I also started to feel a little weird because I knew my friend Sam had been pursuing her, and in all honesty I hadn't expected this to happen. Further, I'd just gotten done screwing up good relationships with two other quality women and recall feeling at the time like I aught not to keep blundering around, take a more monastic view of things. And so I kind of didn't follow up. I didn't really strike up an email dialogue. We didn't make small talk. No social grooming. No more conversations on the west side. No more rendezvous at french places, and certainly no more bedroom fun. I rationalized it in a couple ways, but it's something which I regret, obviously.
The point was, all this happened at the same time that I launched this blog, but I didn't mention it. I mentioned breaking up with Yuliya. I link back to my earliest collected thoughts about truth and identity online, but I said nothing about Jill.

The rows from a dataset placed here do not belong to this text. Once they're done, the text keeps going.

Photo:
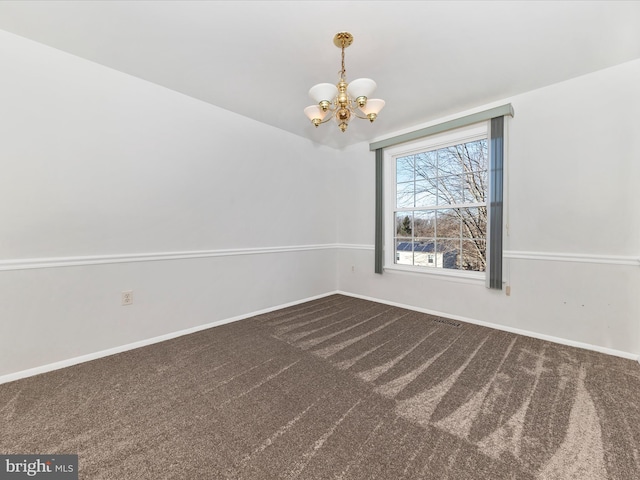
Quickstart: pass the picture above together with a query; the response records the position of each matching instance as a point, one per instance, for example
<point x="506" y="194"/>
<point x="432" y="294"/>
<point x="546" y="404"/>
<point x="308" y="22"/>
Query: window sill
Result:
<point x="477" y="278"/>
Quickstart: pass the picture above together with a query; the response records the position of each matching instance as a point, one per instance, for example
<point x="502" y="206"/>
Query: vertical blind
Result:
<point x="496" y="183"/>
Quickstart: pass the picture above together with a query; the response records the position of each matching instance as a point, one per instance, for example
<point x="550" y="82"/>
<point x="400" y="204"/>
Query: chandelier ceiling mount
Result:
<point x="343" y="100"/>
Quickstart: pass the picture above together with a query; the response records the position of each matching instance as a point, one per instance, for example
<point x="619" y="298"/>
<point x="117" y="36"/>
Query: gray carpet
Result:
<point x="337" y="388"/>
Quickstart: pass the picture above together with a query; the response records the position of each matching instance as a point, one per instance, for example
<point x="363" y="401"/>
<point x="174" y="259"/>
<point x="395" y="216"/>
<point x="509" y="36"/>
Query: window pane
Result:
<point x="425" y="193"/>
<point x="475" y="187"/>
<point x="424" y="224"/>
<point x="404" y="224"/>
<point x="404" y="251"/>
<point x="448" y="253"/>
<point x="447" y="223"/>
<point x="474" y="222"/>
<point x="404" y="169"/>
<point x="426" y="164"/>
<point x="450" y="160"/>
<point x="450" y="190"/>
<point x="474" y="255"/>
<point x="405" y="195"/>
<point x="424" y="252"/>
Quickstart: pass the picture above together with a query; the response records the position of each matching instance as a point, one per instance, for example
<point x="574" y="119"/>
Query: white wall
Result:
<point x="573" y="242"/>
<point x="100" y="169"/>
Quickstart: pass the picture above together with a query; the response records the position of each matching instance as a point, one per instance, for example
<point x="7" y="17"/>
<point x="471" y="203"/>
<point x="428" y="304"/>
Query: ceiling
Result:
<point x="259" y="58"/>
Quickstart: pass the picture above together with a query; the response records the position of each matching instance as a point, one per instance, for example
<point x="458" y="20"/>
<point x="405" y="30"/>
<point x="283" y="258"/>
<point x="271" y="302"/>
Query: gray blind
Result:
<point x="379" y="213"/>
<point x="496" y="194"/>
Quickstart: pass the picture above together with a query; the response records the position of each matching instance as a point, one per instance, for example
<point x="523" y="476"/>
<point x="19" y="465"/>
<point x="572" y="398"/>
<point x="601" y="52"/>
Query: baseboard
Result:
<point x="150" y="341"/>
<point x="143" y="343"/>
<point x="526" y="333"/>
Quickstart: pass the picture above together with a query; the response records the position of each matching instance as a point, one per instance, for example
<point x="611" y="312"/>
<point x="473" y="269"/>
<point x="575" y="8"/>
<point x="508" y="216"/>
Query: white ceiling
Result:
<point x="259" y="58"/>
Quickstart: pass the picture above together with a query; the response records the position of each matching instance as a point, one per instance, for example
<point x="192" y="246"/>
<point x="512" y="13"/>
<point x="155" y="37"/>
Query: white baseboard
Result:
<point x="143" y="343"/>
<point x="526" y="333"/>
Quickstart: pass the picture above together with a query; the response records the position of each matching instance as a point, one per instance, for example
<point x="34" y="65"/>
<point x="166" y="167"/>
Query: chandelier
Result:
<point x="344" y="100"/>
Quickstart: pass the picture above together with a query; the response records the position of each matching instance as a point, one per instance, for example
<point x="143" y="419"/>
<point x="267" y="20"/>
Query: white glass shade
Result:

This isn't self-referential narcissism -- or not entirely. It's an effort to recall the difference between what I said and what I did, to remember what I thought and the context in which those thoughts came forth. It's reaffirming to me to recall how my belief in "the truth always feels better" was born, and I take a kind of solace in how difficult a belief it is to enact in your daily life. Good living isn't easy. The truth sets us free from secrets and silence (the seeds of madness), but it can also make us vulerable. That takes strength, and in all truth strength comes not just from within, but from your social network.
To bring it all back home -- for real this time, no more tangents -- I hope we humans can work it all out. We're going to keep experiencing change, and I still believe we could be getting into something really good. Social revolution, information reformation, cultral cachetism, who knows. For really good things to happen, people are going to have to dive deep for the truth, and work on their social grooming at the same time. That means more than diplomacy and small talk: it means finding ways to be comfortable with one another, to be open and true, and finding the will to keep it up when the going gets muddled.
It's a tall order, but I think humanity just might be up to it. My role seems for now to be in making the tools, finding the names, and writing some of the words. Building and selling the dream. Yours may be too, or it may be completely different. Any which way, the process is a pleasure.